Evaluating four pooling methods (D1, D2, D3 and MPR) for variable selection in multiply imputed datasets for categorical, dichotomous, and continuous variables in logistic regression analyses with a BWS-procedure, the MPR-pooling method performed consistently better than the other methods to select categorical variables in smaller datasets (N ≤ 500 participants). The variable selection frequencies, their P-values, the selection frequencies of the prognostic models as well as their stability were more similar to the analyses in the complete datasets using the MPR-method.
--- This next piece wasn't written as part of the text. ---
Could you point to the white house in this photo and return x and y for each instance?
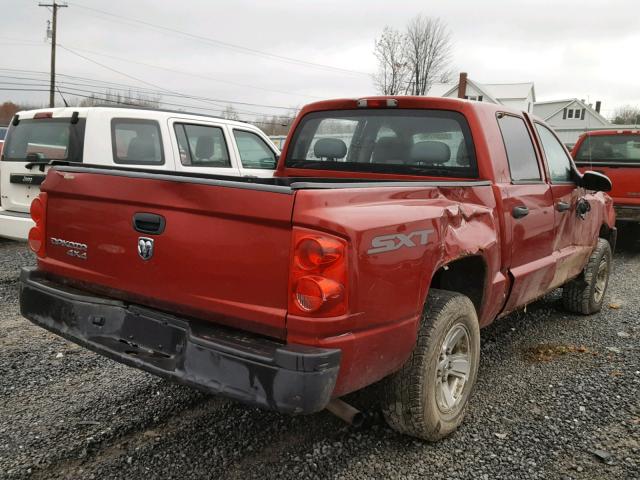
(571, 117)
(517, 95)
For continuous and dichotomous variables none of the four pooling methods performed actually better than one of the others. In large datasets there were almost no differences between the four pooling methods. These results were confirmed in the analyzes in a real-world dataset (NHANES). Considering that MPR is the most simple and easy pooling method to use for epidemiologists and applied researchers, we carefully recommend using the MPR-method to pool categorical variables with more than two levels after MI in combination with BWS-procedures. Because MPR never performed worse than the other methods in continuous and dichotomous variables we also advice to use MPR in these types of variables.